The Lovecaftian Thing a Day (2018) No.57: Kij Johnson’s ‘The Dream-Quest of Vellitt Boe’.
In further celebration of Women in Horror Month, today we present Kij Johson’s wonderful and evocative The Dream-Quest of Vellitt Boe, in which the eponymous mathematics professor from Ulthar has to go in search of one of her students - the granddaughter of a sleeping god - in order to save the Dreamlands from possible destruction. There is much here which fans of Lovecaft’s The Dream-Quest of Unknown Kadath will recognise and delight in - especially those scenes of chthonic horror involving gugs, ghouls and ghasts; but, as with yesterday’s offering, Johnson also undermines the staidness of traditional Lovecraftian horror not only by placing women front and centre within the narrative, but also via an unexpected plot twist which sees the return of a character familiar to fans of the Lovecaft canon, and whose presence comes to problematize the bigotry informing so much of Lovecraft’s earlier writing. The Dream-Quest of Vellitt Boe is a strong recommend for those interested in the New Lovecraftian Weird.
Sunday, February 25, 2018
The Lovecraftian Thing a Day (2018) No.56: Ruthanna Emrys’ Winter Tide
In celebration of Women in Horror Month, today we present Ruthanna Emrys’ Winter Tide: the novel-length follow up to her highly-regarded The Litany of Earth (available to read here). I’m currently about a quarter of the way through Winter Tide, so can’t offer a comprehensive overview of the novel, other than to say that it continues the tale of Aphra Marsh: a Deep One hybrid and survivor of both the US government’s raid on Innsmouth and her subsequent imprisonment in the same camps used for the internment of Japanese-American citizens.
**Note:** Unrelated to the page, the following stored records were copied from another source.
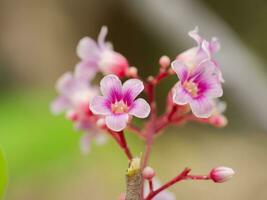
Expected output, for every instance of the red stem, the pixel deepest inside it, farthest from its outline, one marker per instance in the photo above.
(124, 145)
(178, 178)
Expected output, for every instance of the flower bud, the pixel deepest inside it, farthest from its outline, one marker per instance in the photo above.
(148, 173)
(221, 174)
(132, 72)
(164, 61)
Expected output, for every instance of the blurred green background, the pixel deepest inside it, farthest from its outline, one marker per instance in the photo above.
(37, 44)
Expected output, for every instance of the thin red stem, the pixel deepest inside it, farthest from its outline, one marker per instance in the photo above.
(151, 187)
(124, 145)
(178, 178)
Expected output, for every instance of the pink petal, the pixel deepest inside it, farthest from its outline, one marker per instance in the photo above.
(59, 105)
(110, 84)
(87, 49)
(181, 70)
(180, 96)
(214, 89)
(132, 88)
(100, 106)
(215, 45)
(140, 108)
(202, 107)
(194, 34)
(117, 122)
(85, 70)
(66, 84)
(102, 36)
(85, 143)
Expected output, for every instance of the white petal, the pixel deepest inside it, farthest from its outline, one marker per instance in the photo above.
(100, 106)
(110, 83)
(117, 122)
(180, 96)
(181, 70)
(133, 87)
(87, 49)
(140, 108)
(202, 107)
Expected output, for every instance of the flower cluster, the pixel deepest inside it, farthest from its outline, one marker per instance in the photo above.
(108, 110)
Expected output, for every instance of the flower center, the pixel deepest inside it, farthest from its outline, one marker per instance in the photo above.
(191, 88)
(119, 107)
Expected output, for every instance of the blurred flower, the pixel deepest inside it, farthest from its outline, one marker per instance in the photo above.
(75, 93)
(221, 174)
(203, 51)
(217, 118)
(163, 195)
(118, 102)
(197, 87)
(100, 56)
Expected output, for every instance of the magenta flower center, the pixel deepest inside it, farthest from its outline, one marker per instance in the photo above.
(119, 107)
(191, 88)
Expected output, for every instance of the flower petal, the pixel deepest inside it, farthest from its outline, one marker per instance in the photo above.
(180, 96)
(85, 143)
(101, 38)
(66, 84)
(59, 105)
(140, 108)
(181, 70)
(202, 107)
(111, 87)
(85, 70)
(117, 122)
(87, 49)
(194, 34)
(100, 106)
(131, 89)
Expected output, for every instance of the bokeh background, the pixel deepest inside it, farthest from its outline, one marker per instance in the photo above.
(37, 44)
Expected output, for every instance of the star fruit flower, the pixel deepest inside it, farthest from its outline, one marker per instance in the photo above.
(100, 56)
(118, 102)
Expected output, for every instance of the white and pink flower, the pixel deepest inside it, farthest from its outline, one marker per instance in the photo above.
(75, 93)
(163, 195)
(197, 87)
(203, 51)
(118, 102)
(100, 56)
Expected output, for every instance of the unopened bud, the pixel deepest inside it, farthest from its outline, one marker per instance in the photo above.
(132, 71)
(221, 174)
(164, 61)
(148, 173)
(100, 122)
(218, 121)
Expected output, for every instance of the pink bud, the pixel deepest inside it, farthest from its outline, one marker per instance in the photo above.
(132, 72)
(221, 174)
(148, 173)
(164, 61)
(218, 121)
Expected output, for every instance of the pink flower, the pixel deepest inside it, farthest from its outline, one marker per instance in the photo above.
(197, 87)
(203, 51)
(163, 195)
(100, 56)
(217, 118)
(118, 102)
(75, 93)
(221, 174)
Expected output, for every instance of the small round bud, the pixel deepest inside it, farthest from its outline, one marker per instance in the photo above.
(148, 173)
(100, 122)
(132, 71)
(218, 121)
(164, 61)
(221, 174)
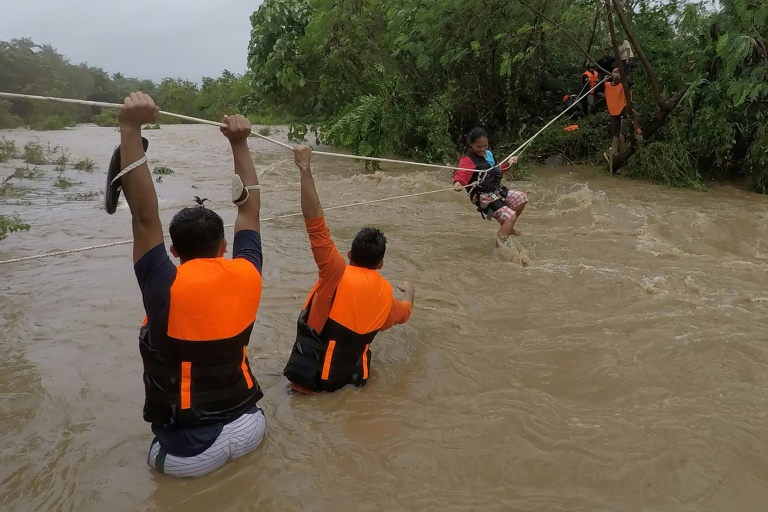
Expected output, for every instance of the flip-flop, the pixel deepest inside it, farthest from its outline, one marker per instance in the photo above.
(112, 191)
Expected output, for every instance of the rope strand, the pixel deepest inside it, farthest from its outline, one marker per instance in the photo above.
(517, 152)
(124, 242)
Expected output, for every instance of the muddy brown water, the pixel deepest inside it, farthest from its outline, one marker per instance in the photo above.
(614, 360)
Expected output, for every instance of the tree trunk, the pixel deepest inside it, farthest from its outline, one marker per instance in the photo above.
(594, 33)
(665, 106)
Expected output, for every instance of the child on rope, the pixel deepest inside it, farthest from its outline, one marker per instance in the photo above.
(493, 200)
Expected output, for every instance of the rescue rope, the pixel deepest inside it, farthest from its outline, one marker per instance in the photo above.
(222, 125)
(283, 144)
(518, 151)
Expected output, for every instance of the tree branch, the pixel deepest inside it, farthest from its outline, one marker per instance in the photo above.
(569, 36)
(655, 89)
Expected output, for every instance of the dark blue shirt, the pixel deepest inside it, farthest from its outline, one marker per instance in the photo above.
(156, 273)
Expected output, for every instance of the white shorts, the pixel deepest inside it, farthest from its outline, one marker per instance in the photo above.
(236, 439)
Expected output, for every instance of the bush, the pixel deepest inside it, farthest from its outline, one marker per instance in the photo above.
(85, 164)
(11, 225)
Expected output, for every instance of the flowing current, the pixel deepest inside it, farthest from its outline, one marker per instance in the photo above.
(613, 359)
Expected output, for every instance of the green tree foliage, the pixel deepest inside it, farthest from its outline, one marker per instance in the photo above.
(413, 76)
(29, 68)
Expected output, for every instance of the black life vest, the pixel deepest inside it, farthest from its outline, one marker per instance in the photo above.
(351, 357)
(340, 354)
(487, 183)
(195, 383)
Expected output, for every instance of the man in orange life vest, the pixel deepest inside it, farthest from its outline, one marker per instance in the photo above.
(200, 395)
(348, 305)
(617, 104)
(589, 79)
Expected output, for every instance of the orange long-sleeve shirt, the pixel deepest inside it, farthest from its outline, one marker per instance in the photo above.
(331, 266)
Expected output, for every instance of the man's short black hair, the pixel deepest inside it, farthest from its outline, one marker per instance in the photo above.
(368, 248)
(196, 232)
In this respect, Emrys’ work constitutes part of the rising tide (pun intended) of the New Lovecraftian Weird which seeks to subvert (and offer a politically-informed contemporary counternarrative to) the conservatism, racism and misogyny intrinsic to so much of the Cthulhu mythos as envisaged by Lovecraft himself.
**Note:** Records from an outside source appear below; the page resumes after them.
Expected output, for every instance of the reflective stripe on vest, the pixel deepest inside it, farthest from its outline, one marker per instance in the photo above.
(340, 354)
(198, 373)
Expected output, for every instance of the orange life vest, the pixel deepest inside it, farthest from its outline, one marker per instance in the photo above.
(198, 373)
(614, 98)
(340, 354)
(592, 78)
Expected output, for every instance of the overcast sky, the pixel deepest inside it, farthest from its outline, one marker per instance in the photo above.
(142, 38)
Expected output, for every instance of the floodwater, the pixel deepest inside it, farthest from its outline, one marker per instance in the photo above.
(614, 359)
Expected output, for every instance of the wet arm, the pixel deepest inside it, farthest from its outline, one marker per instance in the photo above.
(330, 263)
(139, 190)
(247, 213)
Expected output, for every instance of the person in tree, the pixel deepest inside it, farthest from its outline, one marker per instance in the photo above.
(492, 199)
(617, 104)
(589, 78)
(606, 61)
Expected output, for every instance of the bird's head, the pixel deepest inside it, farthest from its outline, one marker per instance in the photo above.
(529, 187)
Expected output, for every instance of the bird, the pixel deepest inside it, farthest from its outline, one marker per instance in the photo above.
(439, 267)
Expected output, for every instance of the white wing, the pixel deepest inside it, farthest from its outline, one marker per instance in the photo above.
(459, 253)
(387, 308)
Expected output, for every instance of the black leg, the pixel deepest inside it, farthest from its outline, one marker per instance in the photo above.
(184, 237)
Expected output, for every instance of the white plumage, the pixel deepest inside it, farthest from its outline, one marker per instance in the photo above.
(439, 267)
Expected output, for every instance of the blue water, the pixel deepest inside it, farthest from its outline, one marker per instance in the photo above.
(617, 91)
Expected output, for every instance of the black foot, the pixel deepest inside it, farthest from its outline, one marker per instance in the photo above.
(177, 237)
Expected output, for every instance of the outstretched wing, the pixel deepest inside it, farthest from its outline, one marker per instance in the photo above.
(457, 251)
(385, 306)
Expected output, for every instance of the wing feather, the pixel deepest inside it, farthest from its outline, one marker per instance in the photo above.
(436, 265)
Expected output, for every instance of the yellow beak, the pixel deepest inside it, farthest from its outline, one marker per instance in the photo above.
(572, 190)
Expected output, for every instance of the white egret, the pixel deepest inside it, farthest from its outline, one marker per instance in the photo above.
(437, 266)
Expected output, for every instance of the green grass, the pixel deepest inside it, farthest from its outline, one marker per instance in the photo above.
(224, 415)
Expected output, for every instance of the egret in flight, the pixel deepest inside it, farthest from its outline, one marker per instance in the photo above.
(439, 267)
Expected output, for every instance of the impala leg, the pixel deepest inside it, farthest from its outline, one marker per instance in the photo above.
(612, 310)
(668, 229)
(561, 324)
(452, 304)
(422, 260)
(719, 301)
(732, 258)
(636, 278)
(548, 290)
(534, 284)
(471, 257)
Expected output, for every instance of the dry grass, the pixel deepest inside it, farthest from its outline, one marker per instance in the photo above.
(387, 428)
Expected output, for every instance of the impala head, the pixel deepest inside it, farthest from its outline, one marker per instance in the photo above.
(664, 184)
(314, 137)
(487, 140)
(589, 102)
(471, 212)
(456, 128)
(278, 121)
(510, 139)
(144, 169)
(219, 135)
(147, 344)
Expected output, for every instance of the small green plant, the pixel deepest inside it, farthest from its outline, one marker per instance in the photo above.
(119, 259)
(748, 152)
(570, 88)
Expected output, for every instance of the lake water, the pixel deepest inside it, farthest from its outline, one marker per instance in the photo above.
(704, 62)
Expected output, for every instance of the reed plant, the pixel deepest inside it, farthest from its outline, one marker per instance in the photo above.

To this end, Emrys manages to evoke a sense of the cosmic sublime at the same time as offering a sympathetic view of the Cthulhu mythos from ‘within’; in doing so, Winter Tide unsettles the problematic assumption that the mythos is somehow ‘external’ and antagonistic to humanity, inferring instead that the human condition is as much a part of it as Deep Ones, shoggoths, and all the rest. In any case, Winter Tide is an excellent inroad into a new and politically-engaged reframing and reconceptualising the Cthulhu mythos.
Saturday, February 24, 2018
The Lovecraftian Thing a Day (2018) No.55: ‘It was just a colour out of space - a frightful messenger from unformed realms of inifinity’
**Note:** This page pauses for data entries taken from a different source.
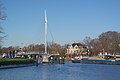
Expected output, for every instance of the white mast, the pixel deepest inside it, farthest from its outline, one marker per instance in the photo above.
(45, 33)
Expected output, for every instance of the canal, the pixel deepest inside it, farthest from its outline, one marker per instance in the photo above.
(67, 71)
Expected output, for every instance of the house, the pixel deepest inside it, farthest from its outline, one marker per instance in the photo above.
(76, 49)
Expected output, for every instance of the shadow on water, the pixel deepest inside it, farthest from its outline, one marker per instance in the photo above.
(67, 71)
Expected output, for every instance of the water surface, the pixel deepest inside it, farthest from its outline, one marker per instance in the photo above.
(67, 71)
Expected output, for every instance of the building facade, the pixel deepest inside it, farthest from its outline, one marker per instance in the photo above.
(76, 49)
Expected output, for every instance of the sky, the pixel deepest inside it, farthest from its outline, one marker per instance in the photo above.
(68, 20)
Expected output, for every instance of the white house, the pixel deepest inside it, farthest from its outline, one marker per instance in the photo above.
(76, 49)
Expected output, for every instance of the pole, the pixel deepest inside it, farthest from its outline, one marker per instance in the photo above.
(45, 33)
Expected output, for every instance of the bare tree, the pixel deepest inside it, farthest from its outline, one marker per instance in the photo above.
(2, 18)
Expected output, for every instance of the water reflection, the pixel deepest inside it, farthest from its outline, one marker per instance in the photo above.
(68, 71)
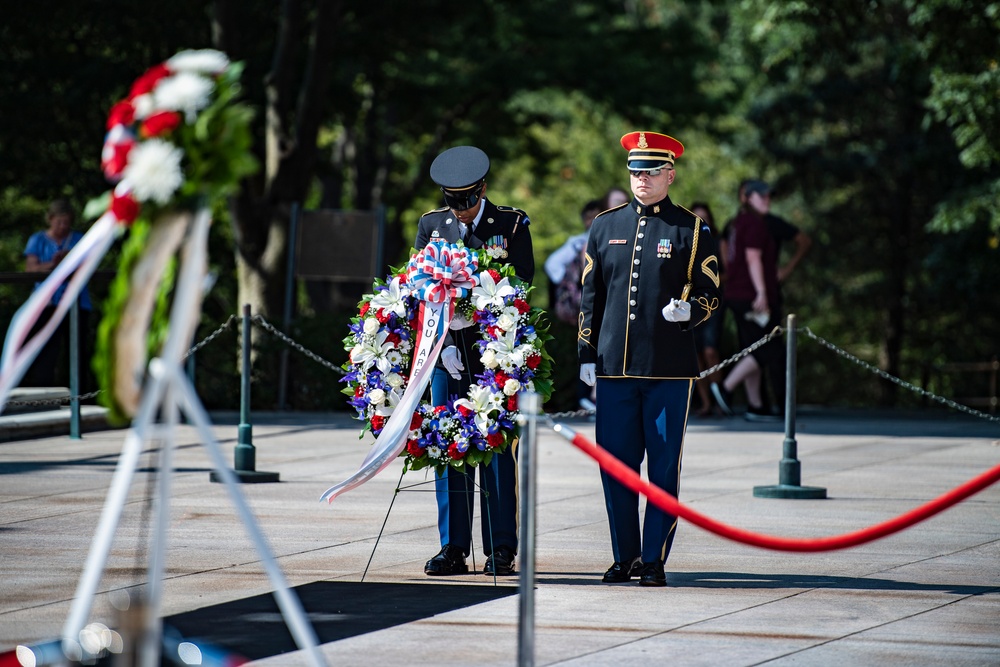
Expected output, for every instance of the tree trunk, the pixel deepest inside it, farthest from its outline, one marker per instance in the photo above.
(292, 115)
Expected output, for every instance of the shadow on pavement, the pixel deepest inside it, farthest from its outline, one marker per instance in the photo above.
(254, 627)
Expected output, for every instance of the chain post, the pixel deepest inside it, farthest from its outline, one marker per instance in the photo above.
(74, 371)
(790, 469)
(530, 405)
(245, 455)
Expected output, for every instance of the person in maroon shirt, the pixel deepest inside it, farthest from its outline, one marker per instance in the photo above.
(752, 293)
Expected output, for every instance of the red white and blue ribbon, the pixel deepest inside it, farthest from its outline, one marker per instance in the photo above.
(438, 274)
(442, 271)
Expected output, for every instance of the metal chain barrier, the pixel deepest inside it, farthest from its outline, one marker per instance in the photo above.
(902, 383)
(83, 397)
(264, 324)
(210, 337)
(777, 331)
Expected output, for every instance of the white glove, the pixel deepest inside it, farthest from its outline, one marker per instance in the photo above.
(677, 311)
(459, 322)
(452, 361)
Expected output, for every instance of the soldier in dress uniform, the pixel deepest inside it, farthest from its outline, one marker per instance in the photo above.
(651, 276)
(503, 232)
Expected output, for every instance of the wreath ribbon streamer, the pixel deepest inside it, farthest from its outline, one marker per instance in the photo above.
(75, 271)
(438, 274)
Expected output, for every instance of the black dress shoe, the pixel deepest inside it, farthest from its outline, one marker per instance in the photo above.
(652, 574)
(723, 398)
(621, 572)
(450, 560)
(500, 562)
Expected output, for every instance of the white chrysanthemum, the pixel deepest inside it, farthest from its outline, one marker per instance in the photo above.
(506, 322)
(200, 60)
(154, 171)
(490, 293)
(391, 298)
(186, 92)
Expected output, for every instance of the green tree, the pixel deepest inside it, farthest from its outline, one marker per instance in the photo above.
(846, 105)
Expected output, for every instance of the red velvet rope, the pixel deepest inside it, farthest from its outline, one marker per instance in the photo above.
(670, 504)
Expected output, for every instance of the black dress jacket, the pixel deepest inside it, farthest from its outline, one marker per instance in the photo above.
(502, 230)
(638, 258)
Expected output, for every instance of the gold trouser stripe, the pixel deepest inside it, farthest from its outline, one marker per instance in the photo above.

Sent to me by Prof. McKittrick of Miskatonic Unversity’s Department of Folklore, this curious wall plaque - the product of an unknown local artist - purports to depict the conclusion to various monstrous events and horrible transmutations which afflicted a small hamlet somewhere to the west the of Arkham, where the hills rise wild. These strange occurances were precipitated by the fall of a meteorite in the region at some point during the late 1920s - an incident which was subsequently investigated by a team of researchers from Miskatonic University. To this day, the university refuses to make public the findings of that investigation.
The above artwork was apparently produced from clay found within the well depicted on the piece, which stood close to where the meteorite fell. It is an artefact suffused with a dark iridescence, and ashimmer with unnameable, alien colours and indescribable hues hitherto unknown to the human visual spectrum. Contemplating the thing for any period of time results in my sleep being haunted by nightmares involving freakish transformations, abnormal mutations, and other horrendous metamorphoses which ultimately render the human form into something wholly other...
Friday, February 23, 2018
The Lovecraftan Thing a Day (2018) No.54: The Investigators of Arkham Horror
Something of a follow-up to yesterday’s post: being a huge fan of Fantasy Flight Games’ stable of Lovecraftian boardgames (Arkham Horror, Eldritch Horror, Elder Sign, and Mansions of Madness), I had to pick up The Investigators of Arkham Horror when it was released last year.
A 264 page full-colour, glossy hardback coffee table book, Invextigators provides background to FFG’s Arkham Horror Files universe - by way of vignettes concerning over 50 of the (playable) characters which inhabit their boardgames, and supported by huge amounts of luscious Lovecraftian art. Whilst not necessarily one for the literary Lovecraft collector, if you are a bit more of a Lovecaft generalist, or interested in some of the ways that Lovecraft and the Cthulhu mythos have been translated into modern hobby boardgaming, this is definitely worth a look.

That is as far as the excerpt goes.